4.   To re-appoint Messrs KPMG Singapore as independent auditors of the Company and to authorize the Audit Committee to fix their remuneration.
 
5.   To transact any other business as may properly come before the Meeting or any adjournment thereof.
By Order of the Board
Teo Tong Kooi
President
Date: 22 January, 2008
Notes:
1.   The holder of the Special Share of the Company has the exclusive right to vote for the appointment and election of six Directors.
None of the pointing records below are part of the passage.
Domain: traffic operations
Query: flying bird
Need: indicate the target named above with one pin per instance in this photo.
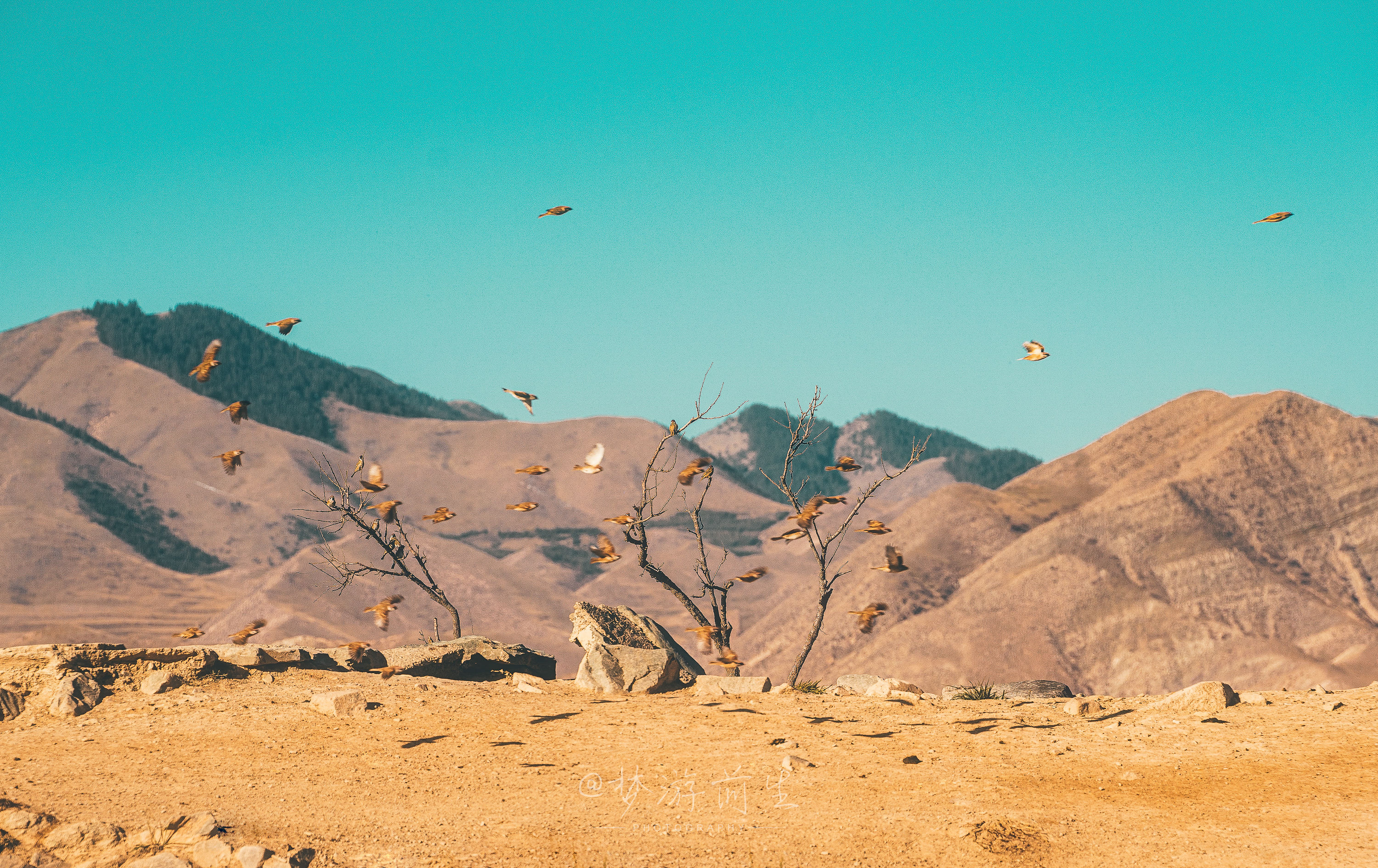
(751, 575)
(874, 527)
(893, 561)
(388, 510)
(699, 465)
(866, 618)
(728, 659)
(525, 397)
(242, 637)
(809, 512)
(705, 637)
(374, 483)
(382, 609)
(357, 651)
(231, 461)
(239, 411)
(604, 553)
(593, 462)
(203, 371)
(284, 326)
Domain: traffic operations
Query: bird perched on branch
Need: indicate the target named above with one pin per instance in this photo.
(203, 371)
(866, 618)
(809, 512)
(729, 659)
(239, 411)
(231, 461)
(593, 462)
(382, 611)
(695, 468)
(242, 637)
(705, 637)
(874, 527)
(284, 326)
(893, 561)
(751, 575)
(603, 550)
(374, 483)
(357, 651)
(525, 397)
(388, 510)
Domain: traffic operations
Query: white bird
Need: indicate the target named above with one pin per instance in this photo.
(593, 462)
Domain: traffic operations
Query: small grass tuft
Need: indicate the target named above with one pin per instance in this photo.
(980, 691)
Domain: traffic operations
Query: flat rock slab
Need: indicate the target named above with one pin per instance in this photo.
(1020, 691)
(470, 659)
(718, 685)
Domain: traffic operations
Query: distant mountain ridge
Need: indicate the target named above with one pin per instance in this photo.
(756, 440)
(284, 383)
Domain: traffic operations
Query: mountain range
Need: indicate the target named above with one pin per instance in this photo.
(1226, 538)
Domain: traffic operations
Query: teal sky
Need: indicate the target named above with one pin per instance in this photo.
(884, 200)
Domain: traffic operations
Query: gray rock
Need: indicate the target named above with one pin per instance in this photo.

Furthermore, no resolution of Shareholders may be passed without the affirmative vote of the Special Share.
 
2.   Only shareholders of record at the close of business on 17 January 2008 (New York time) shall be entitled to receive notice of and to attend and vote at the Meeting.
 
3.   A shareholder is entitled to appoint no more than two proxies to attend and vote in his stead.

 


 

4.   A proxy need not be a member of the Company.
 
5.   If a proxy is appointed, the proxy form and the power of attorney to other authority (if any) under which it is signed, must be lodged with BNY Mellon Shareowner Services at: POB 3862, S Hackensack NJ 07606 (for US Holders) OR POB 3865, S Hackensack NJ 07606 (for Foreign Holders) not less than 48 hours before the time appointed for the meeting, that is no later than 1 a.m. on Tuesday, February 12, 2008 (New York time).